[Transforming growth factor-beta1 stimulates matrix metalloproteinase-9 production through ERK activation pathway and upregulation of Ets-1 protein].

OBJECTIVE

To investigate the molecular mechanism of transforming growth factor-beta1 (TGF-beta1) in regulating the production of matrix metalloproteinase-9 (MMP-9) protein.

METHODS

Mouse immortal podocyte cells were cultured. Different concentrations (1, 2, and 5 ng/l) of TGF-beta1 were added into the culture medium. Cell culture without TGF-beta1 stimulation was used as control group. The activity of MMP-9 in the supernatant of the culture medion was assayed by gelatin zymography, expression of MMP-9 mRNA was assessed by RT-PCR; the activation of ERK pathway and the level of a transcriptional factor Ets-1 protein was analyzed by Western blotting. PD98059, a specific inhibitor of ERK1/2 activation, was added into the culture fluid of the podocytes for 30 minutes, than 2 ng/ml TGF-beta1 was added. The above mentioned tested were conducted to observe the influence of the inhibitor of ERK1/2 activation.

RESULTS

The MMP-9 activity was very week in the supernatant of culture fluid of the control group and was increased in the TGF-beta1 groups dose-dependently.

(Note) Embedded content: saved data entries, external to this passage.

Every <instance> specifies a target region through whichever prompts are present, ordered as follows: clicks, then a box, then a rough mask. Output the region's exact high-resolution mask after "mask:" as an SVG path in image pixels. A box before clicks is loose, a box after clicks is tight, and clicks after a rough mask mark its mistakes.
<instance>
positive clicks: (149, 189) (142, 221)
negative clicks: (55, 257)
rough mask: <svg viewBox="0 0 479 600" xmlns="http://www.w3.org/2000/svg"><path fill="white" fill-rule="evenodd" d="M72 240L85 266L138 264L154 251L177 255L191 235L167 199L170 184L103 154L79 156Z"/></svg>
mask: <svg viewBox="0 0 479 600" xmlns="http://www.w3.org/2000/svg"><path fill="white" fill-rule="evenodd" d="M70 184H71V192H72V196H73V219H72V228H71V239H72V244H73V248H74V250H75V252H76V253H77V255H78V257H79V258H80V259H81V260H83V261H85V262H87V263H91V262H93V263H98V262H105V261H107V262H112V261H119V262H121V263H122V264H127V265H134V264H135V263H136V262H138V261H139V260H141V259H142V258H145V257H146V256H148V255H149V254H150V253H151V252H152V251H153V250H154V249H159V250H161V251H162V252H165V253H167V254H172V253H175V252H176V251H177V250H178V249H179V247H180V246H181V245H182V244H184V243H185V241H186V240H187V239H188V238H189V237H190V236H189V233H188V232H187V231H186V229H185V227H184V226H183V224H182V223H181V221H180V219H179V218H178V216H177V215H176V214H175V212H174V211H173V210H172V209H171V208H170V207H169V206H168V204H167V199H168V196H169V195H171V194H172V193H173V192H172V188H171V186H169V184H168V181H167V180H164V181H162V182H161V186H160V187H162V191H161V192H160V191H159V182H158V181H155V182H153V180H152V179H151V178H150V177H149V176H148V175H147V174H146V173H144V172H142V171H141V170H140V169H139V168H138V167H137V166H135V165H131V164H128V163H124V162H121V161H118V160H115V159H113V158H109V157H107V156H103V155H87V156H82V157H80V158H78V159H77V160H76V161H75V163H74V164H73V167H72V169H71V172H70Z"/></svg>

After the podocytes were co-incubated with 1 ng/ml TGF-beta1 for 24 hours, the MMP-9 activity was 26.86 times that of the control group (P < 0.01). Since the 12th hour after co-incubation with 2 ng/ml TGF-beta1 the MMP-9 activity in the supernatant of culture fluid began to be significantly increased and remained at high level till the 48 th hour. RT-PCR showed that low-level MMP-9 mRNA expression in the control group. After stimulation of 2 ng/ml TGF-beta1 for 6 hours the MMP-9 mRNA expression was 2.71 times that of the control group (P < 0.01) and the high-level expression lasted 24 hours. Western blotting showed low-level Ets-1 protein in the control group. At the time point of 12 th hour after stimulation of TGF-beta1 the Ets-1 protein expression was increased in all the three TGF-beta1 groups. After stimulation with 2 ng/ml TGF-beta1 for 4 hours the Ets-1 protein expression was 2.71 times that of the control group (P <0.01). After pretreatment of the podocyte with PD98059 for 30 minutes, the added 2 ng/ml TGF-beta1 failed to increase the MMP-9 activity and up-regulate the MMP-9 mRNA expression.

CONCLUSION

TGF-beta1 stimulates the production of MMP-9 by activation of cytoplasmic ERK signaling pathway and upregulation of Ets-1 expression.